# Voting Classifier

- Voting classifier falls under the category of ensemble learning algorithms
- The basic goal of ensemble learning is to build multiple models and generate a cumulative result from all of them
- The idea being the cumulative answer from several not so good learners would be better than a single result from a very good learner
- Ensembling techniques also help greatly reduce the overfitting of data

There are two kinds of voting classifiers:
    1. hard voting classifier
    2. soft voting classifier
    

## Hard Voting classifier

- If we choose hard voting, we are trying to find out which result was predicted by a majority of models involved in our ensemble learning
- Eg: We have 4 sub models and they predicted [0, 0, 1, 0] our hard voting classifier would predict the outcome as 0
- In such kind of voting, we look form a winner takes all system. The internal models will only give 1 result each and we choose the most frequent output
- If there is a tie then the output class would be selected as the first value in ascending sequence of classes.

## Soft voting Classifier

- In a soft votinng procedure, each model is responsible for giving out a confidence along with its output
- Eg:
    - M1:  1: 0.9,  0: 0.1
    - M2:  1: 0.8,  0: 0.2
    - M3:  1: 0.7,  0: 0.3
    - M4:  1: 0.6,  0: 0.4
- Our soft voting mechanism takes the average of each possible output as predicted by all sub models and which ever probability is higher that would be given as output
- In above case, the average confidence would be,  1:  0.75,  0:  0.25, so our soft voting classifier would predict 1 as the output
- Additionally we can provide weights for each model in both hard and soft voting cases

# Voting Regressor:

- The basic idea of a voting Regressor remains same as Voting Classifier
- But we take the average of the predicted results of the regressors involved

# Source:
- https://www.youtube.com/watch?v=dD7gvbfBiyA
- https://scikit-learn.org/stable/modules/ensemble.html#voting-classifier

# Example

### Hard Voting Classifier

In [2]:
from sklearn import datasets
from sklearn.model_selection import cross_val_score
from sklearn.linear_model import LogisticRegression
from sklearn.naive_bayes import GaussianNB
from sklearn.ensemble import RandomForestClassifier
from sklearn.ensemble import VotingClassifier

In [3]:
iris = datasets.load_iris()
X, y = iris.data[:, 1:3], iris.target

In [4]:
clf1 = LogisticRegression(random_state=1)
clf2 = RandomForestClassifier(n_estimators=50, random_state=1)
clf3 = GaussianNB()

In [5]:
eclf = VotingClassifier(estimators=[('lr', clf1), ('rf', clf2), ('gnb', clf3)], voting='hard')

In [6]:
for clf, label in zip([clf1, clf2, clf3, eclf], ['Logistic Regression', 'Random Forest', 'naive Bayes', 'Ensemble']):
    scores = cross_val_score(clf, X, y, scoring='accuracy', cv=5)
    print("Accuracy: %0.2f (+/- %0.2f) [%s]" % (scores.mean(), scores.std(), label))

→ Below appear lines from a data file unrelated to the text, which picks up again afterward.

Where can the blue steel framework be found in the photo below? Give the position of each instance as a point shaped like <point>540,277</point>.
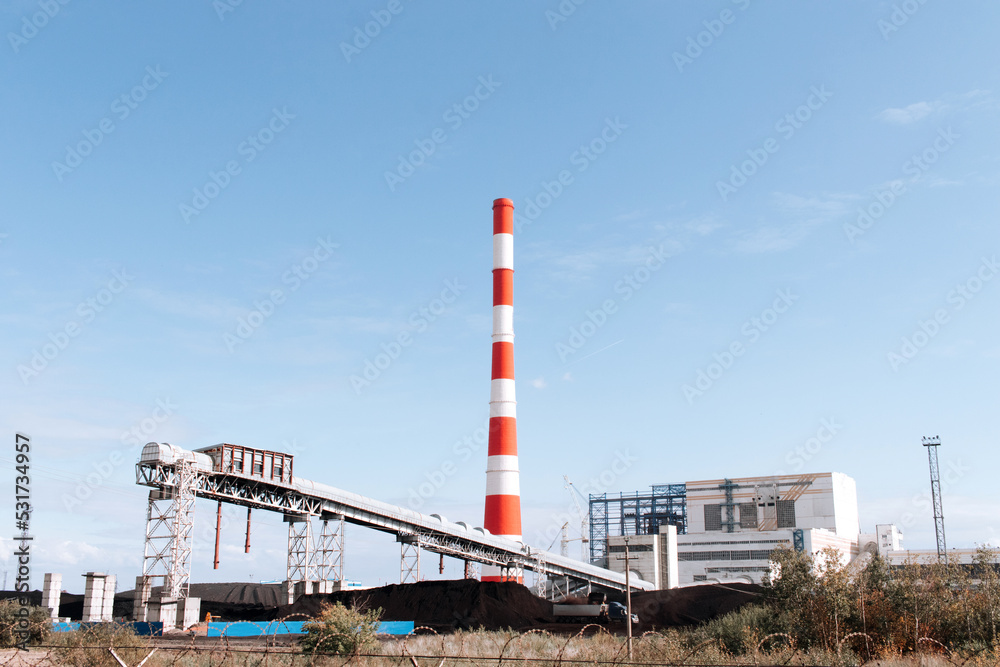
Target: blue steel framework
<point>634,514</point>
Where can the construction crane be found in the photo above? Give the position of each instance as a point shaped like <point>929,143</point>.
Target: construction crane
<point>584,539</point>
<point>563,542</point>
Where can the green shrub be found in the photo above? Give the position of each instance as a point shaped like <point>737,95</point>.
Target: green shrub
<point>740,630</point>
<point>88,647</point>
<point>338,629</point>
<point>11,615</point>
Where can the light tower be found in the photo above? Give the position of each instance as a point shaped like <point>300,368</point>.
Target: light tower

Accuracy: 0.95 (+/- 0.04) [Logistic Regression]
Accuracy: 0.94 (+/- 0.04) [Random Forest]
Accuracy: 0.91 (+/- 0.04) [naive Bayes]
Accuracy: 0.95 (+/- 0.04) [Ensemble]


### Soft Voting Classifier

In [7]:
from sklearn import datasets
from sklearn.tree import DecisionTreeClassifier
from sklearn.neighbors import KNeighborsClassifier
from sklearn.svm import SVC
from itertools import product
from sklearn.ensemble import VotingClassifier

In [12]:
# Loading some example data
iris = datasets.load_iris()
X = iris.data[:, [0, 2]]
y = iris.target

# Training classifiers
clf1 = DecisionTreeClassifier(max_depth=4)
clf2 = KNeighborsClassifier(n_neighbors=7)
clf3 = SVC(kernel='rbf', probability=True)
eclf = VotingClassifier(estimators=[('dt', clf1), ('knn', clf2), ('svc', clf3)], voting='soft', weights=[2, 3, 2])

In [13]:
for clf, label in zip([clf1, clf2, clf3, eclf], ['Decision Tree', 'KNN', 'SVC', 'Ensemble']):
    scores = cross_val_score(clf, X, y, scoring='accuracy', cv=5)
    print("Accuracy: %0.2f (+/- %0.2f) [%s]" % (scores.mean(), scores.std(), label))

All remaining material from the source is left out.